L’assemblée générale de notre Société s’est tenue le samedi 23 octobre 2010 à l’École normale supérieure en présence de quatre-vingt-dix sociétaires. Il devient plus difficile que par le passé de trouver un lieu de réunion dans Paris. Le Bureau remercie F. Menant d’avoir mis à la disposition de la Société une salle de l’ENS parfaitement appropriée.

Étaient excusés : D. Aigle ; M.-F. Auzépy ; Cl. Angotti ; D. Barthélemy ; N. Bériou ; M. Bochaca ; M. Bouhaïk-Gironès ; G. Bührer-Thierry ; M.-M. de Cevins ; P. Charbonnier ; B. Chevalier ; G. Combalbert ; Ph. Contamine ; S. Curveiller ; P. Demouy ; Ph. Depreux ; Th. Deswarte ; I. Draelants ; J. Dumasy ; S. Faravel ; J.-L. Gaulin ; G. Giuliato ; Y. Grava ; C. Heck ; E. Hubert ; M. Isaïa ; Ph. Josserand ; J.-Ph. Juchs ; O. Kammerer ; E. Lalou ; R. Lentsch ; S. Lerou ; E. Lorans ; S. Lusignan ; E. Magnani ; M.-C. Marandet ; F. Masè ; J.-M. Matz ; F. Mazel ; C. Mazzoli-Guintard ; D. Menjot ; S. Métivier ; S. Parent ; D. Rigaux ; A. Rucquoi ; E. Santinelli ; L. Scordia ; Ch. Senséby ; J. Sibon ; A. Sohn ; M. Suttor ; J. Tricard ; M. Van der Lugt ; C. Vincent ; A. Wagner.

Vie de la société

Une minute de silence est observée pour rendre hommage à nos collègues disparus cette année : Robert-Henri Bautier, André Chédeville, Denis Clauzel, Jean Duvernoy, Jean Gautier-Dalché, Jean Glénisson, Bernard Guenée, Claudio Leonardi.

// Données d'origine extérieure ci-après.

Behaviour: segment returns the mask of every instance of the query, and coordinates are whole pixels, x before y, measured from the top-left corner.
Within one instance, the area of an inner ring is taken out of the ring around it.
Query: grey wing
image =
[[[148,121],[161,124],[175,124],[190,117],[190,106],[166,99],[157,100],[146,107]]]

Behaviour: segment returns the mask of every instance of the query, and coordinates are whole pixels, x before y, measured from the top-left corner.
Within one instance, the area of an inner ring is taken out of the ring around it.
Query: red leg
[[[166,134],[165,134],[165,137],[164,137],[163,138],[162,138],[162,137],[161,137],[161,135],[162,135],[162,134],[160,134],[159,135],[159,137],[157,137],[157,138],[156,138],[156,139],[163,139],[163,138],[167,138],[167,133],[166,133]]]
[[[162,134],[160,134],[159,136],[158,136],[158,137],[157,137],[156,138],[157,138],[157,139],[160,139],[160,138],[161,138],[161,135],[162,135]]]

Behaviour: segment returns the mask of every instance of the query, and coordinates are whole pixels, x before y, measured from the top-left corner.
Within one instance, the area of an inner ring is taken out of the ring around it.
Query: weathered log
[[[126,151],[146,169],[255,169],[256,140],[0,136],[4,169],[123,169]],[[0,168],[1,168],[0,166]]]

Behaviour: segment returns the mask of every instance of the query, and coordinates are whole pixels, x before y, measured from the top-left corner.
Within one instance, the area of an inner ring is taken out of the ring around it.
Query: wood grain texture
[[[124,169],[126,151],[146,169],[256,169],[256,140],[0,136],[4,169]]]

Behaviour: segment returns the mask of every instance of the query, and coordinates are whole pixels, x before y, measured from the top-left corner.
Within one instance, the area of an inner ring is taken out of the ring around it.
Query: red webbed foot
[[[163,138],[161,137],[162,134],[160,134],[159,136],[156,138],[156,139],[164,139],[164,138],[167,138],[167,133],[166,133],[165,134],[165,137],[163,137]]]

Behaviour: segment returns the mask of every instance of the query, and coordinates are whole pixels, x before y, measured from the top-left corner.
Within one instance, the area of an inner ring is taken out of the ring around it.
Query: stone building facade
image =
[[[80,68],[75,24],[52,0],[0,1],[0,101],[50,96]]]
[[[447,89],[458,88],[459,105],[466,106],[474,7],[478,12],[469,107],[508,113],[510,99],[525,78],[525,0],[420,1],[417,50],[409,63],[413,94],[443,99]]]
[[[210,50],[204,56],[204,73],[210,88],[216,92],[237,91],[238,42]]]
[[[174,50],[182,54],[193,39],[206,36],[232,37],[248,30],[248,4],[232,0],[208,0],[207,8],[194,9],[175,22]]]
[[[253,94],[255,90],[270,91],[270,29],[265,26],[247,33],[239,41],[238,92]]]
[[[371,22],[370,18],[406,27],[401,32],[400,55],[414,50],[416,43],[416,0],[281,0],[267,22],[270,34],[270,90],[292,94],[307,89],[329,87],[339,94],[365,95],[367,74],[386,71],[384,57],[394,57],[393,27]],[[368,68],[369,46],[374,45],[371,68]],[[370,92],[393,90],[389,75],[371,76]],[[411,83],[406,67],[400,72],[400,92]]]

Résultats des élections et des nominations des enseignants-chercheurs et chercheurs (2010) :

- Pour les postes de professeur : M.-M. de Cevins (Rennes 2) ; Cl. Delacroix-Besnier (Amiens) ; F. Lachaud (Metz) ; Fl. Mazel (Rennes 2) ; J.-M. Moeglin (Paris 4, mutation) ; M. Nicoud (Avignon).
- Pour les postes de maître de conférences : Cl. Angotti (Reims) ; J. Chandelier (Paris 8) ; G. Combalbert (Caen Basse-Normandie) ; J. Dumasy (Orléans) ; E. Huertas (Toulouse 2, chaire d’excellence) ; C. Jeanneau (Brest) ; V. Marchi (IUFM de Corse) ; D. Panfili (Paris 1).
- Résultats des concours chercheurs 2010 au CNRS : D. Stutzmann (chargé de recherche, IRHT) ; E. Voguet (chargée de recherche, IRHT).
- P. Henriet a été élu directeur d’études à l’EPHE (IVe section). S. Gioanni a été détaché comme directeur des études médiévales de l’École française de Rome.
- Nominations à l’IUF : B. Dumézil (membre junior) ; L. Feller (membre senior) ; J. Loiseau (membre junior) ; O. Marin (membre junior) ; L. Vissière (membre junior).

Le secrétaire général donne ensuite lecture des candidatures (membres associés et membres associés temporaires) transmises au Bureau. Toutes sont acceptées à l’unanimité par l’assemblée (liste ci-jointe).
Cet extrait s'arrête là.